\n
## Line Charts: Accuracy vs. Number of Solutions for Different Models
### Overview
The image presents eight line charts, arranged in a 2x4 grid, displaying the accuracy of various language models (Owen and Gemma) on four different math datasets: MATH, AMC23, AIME24, and Minerva Math. Accuracy is plotted against the number of solutions (N), ranging from 2<sup>2</sup> to 2<sup>5</sup> (4 to 32). Each chart focuses on a specific dataset and compares the performance of different model variants.
### Components/Axes
* **X-axis:** Number of Solutions (N), labeled as "Number of Solutions (N)". Scale: 4, 8, 16, 32.

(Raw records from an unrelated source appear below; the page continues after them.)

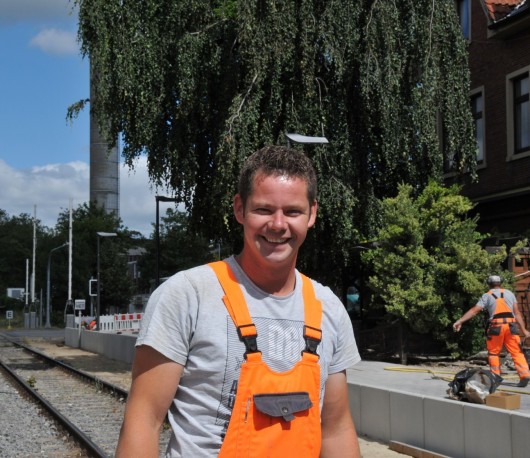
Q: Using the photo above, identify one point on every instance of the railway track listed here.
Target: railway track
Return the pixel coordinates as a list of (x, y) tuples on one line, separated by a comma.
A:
[(87, 412)]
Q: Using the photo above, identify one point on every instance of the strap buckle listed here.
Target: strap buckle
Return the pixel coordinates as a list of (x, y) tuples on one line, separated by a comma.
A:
[(249, 336), (312, 337)]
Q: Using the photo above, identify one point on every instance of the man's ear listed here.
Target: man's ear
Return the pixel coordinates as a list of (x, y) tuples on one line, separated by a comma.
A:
[(313, 214), (239, 209)]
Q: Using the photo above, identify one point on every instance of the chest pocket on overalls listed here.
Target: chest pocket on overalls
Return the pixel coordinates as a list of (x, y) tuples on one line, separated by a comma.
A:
[(274, 413)]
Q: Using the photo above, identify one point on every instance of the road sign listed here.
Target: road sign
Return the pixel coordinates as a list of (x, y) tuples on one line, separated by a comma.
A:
[(79, 304)]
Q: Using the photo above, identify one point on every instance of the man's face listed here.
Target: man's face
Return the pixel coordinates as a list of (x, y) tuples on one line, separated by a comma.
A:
[(275, 219)]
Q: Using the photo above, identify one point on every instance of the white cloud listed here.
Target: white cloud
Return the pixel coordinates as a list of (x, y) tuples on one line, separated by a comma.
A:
[(56, 41), (51, 187), (12, 11)]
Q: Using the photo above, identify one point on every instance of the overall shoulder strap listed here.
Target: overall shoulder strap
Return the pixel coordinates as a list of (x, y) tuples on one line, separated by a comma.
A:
[(238, 310), (236, 305), (312, 316)]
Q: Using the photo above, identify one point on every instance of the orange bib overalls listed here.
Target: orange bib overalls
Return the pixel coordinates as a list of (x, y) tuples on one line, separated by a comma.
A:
[(503, 330), (275, 414)]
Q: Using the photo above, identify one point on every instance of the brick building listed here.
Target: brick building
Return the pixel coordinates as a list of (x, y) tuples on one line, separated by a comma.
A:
[(499, 56)]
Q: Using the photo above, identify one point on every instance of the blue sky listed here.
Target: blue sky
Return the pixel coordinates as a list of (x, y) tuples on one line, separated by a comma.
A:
[(44, 160)]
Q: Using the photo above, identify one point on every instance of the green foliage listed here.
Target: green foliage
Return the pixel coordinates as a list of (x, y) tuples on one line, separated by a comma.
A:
[(116, 285), (180, 248), (429, 266), (198, 86)]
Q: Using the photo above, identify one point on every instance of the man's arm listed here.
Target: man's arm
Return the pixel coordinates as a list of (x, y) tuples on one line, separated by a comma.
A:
[(339, 438), (466, 316), (155, 379)]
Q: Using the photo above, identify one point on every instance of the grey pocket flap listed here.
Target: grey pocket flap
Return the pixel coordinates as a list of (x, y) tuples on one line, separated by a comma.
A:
[(282, 404)]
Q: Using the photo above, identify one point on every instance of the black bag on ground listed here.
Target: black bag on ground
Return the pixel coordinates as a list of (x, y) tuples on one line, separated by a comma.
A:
[(473, 385)]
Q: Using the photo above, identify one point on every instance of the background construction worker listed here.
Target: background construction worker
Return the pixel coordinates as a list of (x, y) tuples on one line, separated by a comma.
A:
[(504, 327), (190, 353)]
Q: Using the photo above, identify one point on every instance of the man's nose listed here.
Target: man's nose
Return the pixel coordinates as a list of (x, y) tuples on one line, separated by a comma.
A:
[(278, 221)]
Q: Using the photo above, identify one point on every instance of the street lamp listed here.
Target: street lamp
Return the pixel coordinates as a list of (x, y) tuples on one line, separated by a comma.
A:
[(48, 325), (99, 235), (157, 232), (297, 138)]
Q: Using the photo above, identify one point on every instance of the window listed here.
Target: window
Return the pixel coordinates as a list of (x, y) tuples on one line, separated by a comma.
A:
[(518, 113), (464, 14), (477, 108)]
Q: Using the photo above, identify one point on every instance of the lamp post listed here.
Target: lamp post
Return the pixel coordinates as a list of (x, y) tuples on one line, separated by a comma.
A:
[(297, 138), (48, 325), (99, 235), (157, 232)]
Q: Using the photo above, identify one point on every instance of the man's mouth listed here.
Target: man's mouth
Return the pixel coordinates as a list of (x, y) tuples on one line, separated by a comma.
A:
[(277, 241)]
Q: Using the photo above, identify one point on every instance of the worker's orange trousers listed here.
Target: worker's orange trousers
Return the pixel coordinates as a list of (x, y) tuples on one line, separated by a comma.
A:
[(499, 335)]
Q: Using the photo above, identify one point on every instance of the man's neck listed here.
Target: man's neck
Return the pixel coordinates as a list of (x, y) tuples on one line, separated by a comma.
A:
[(278, 281)]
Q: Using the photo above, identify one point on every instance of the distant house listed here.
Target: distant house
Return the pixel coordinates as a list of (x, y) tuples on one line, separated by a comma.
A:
[(499, 55)]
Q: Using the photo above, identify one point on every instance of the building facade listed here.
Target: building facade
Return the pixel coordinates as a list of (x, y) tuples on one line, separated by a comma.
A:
[(499, 56)]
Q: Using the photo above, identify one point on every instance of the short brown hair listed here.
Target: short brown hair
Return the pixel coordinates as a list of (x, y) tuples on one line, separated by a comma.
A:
[(276, 161)]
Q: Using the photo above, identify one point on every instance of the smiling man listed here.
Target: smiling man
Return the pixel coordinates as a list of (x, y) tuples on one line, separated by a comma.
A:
[(247, 356)]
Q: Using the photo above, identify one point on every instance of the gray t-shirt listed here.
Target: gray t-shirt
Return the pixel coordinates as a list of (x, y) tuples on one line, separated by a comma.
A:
[(187, 322), (488, 302)]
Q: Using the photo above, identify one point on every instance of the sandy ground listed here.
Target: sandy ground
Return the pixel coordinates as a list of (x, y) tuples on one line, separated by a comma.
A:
[(119, 374)]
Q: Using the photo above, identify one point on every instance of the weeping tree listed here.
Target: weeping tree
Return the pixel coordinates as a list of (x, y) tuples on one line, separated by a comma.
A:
[(429, 266), (197, 86)]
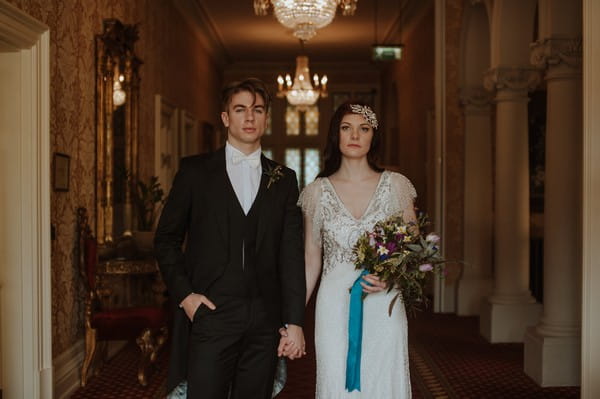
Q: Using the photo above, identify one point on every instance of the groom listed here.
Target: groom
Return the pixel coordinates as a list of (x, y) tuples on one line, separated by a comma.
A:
[(239, 276)]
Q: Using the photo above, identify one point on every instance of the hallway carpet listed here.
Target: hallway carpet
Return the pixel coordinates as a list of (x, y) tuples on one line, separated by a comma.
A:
[(448, 360)]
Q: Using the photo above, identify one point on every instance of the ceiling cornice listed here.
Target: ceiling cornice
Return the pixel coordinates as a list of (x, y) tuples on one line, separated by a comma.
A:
[(411, 13), (197, 18)]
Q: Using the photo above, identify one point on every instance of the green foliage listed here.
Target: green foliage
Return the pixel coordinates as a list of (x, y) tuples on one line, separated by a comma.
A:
[(398, 252)]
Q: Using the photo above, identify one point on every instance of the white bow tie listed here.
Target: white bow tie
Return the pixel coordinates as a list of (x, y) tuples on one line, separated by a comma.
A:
[(253, 159)]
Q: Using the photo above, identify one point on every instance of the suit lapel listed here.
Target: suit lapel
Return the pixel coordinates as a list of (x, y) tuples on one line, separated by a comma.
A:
[(217, 191), (265, 196)]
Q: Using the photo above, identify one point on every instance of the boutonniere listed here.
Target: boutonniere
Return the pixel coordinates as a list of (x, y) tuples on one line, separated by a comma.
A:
[(274, 174)]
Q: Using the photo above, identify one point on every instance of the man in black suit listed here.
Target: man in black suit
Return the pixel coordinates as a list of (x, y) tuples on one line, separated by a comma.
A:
[(240, 275)]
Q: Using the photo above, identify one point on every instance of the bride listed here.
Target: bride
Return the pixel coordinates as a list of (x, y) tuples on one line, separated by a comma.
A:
[(349, 196)]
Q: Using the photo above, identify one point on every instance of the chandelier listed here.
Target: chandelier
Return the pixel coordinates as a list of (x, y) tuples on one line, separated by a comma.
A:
[(301, 92), (304, 17)]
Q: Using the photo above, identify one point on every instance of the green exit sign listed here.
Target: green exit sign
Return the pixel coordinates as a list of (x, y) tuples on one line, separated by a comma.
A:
[(387, 53)]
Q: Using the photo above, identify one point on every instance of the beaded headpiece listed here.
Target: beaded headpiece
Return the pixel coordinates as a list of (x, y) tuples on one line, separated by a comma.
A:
[(366, 112)]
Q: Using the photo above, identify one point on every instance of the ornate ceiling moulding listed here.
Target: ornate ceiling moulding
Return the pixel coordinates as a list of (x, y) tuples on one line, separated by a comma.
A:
[(512, 78), (557, 51)]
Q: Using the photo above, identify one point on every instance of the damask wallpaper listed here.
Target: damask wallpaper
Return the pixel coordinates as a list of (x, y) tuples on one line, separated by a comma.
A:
[(176, 66)]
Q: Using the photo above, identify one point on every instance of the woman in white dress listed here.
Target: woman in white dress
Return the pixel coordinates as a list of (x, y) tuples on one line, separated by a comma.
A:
[(350, 195)]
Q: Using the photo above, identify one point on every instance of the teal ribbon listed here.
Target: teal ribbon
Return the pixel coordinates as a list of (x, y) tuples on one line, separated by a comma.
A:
[(355, 334)]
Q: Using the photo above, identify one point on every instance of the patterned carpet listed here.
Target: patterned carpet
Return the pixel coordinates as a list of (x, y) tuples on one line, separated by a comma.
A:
[(118, 378), (448, 359)]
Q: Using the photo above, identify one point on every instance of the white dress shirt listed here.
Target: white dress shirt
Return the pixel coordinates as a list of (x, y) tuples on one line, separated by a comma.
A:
[(244, 173)]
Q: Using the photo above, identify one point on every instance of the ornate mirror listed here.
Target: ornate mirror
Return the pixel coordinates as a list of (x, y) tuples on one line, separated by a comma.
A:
[(117, 103)]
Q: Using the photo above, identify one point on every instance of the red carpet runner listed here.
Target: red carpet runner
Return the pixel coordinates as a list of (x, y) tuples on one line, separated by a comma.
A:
[(448, 359)]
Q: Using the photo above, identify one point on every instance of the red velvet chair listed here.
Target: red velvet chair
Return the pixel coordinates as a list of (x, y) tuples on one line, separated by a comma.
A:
[(147, 325)]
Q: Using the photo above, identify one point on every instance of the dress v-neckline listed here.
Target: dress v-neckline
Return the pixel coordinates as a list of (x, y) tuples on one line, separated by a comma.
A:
[(366, 211)]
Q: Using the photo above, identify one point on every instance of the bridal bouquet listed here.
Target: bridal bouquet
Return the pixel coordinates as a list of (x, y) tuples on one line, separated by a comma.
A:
[(400, 254)]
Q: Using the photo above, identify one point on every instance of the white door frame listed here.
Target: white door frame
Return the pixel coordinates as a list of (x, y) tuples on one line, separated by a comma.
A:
[(439, 303), (590, 328), (25, 308)]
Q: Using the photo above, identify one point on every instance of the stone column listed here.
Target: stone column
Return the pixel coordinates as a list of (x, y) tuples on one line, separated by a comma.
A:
[(511, 308), (552, 348), (476, 279)]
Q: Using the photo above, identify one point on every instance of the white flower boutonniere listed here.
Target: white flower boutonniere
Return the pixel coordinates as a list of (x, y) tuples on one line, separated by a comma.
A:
[(274, 174)]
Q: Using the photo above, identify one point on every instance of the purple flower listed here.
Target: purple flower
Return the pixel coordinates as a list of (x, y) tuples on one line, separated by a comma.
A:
[(426, 267), (432, 237), (372, 241), (391, 246)]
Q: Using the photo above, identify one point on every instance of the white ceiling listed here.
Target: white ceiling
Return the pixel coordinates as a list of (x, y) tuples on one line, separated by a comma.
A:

* **Y-axis:** Accuracy (%), labeled as "Accuracy (%)". Scales vary per chart, but generally range from approximately 32% to 95%.
* **Legend:** Located at the top of the image, spanning all charts. The legend identifies the following models/metrics:
* Pass@K (Dark Blue)
* Maj. (Light Blue)
* GenPRM-7B (Pass@1) (Green)
* GenPRM-7B (Maj@8) (Orange)
* Qwen2.5-Math-7B (Red)
* Qwen2.5-Math-7B-PRM800K (Purple)
* Skywork-7B (Teal)
* Skywork-1.5B (Yellow)
* **Chart Titles:** Each chart is labeled with the dataset name and the model family (Owen or Gemma) in parentheses, e.g., "(a) MATH (Qwen)", "(f) AMC23 (Gemma)".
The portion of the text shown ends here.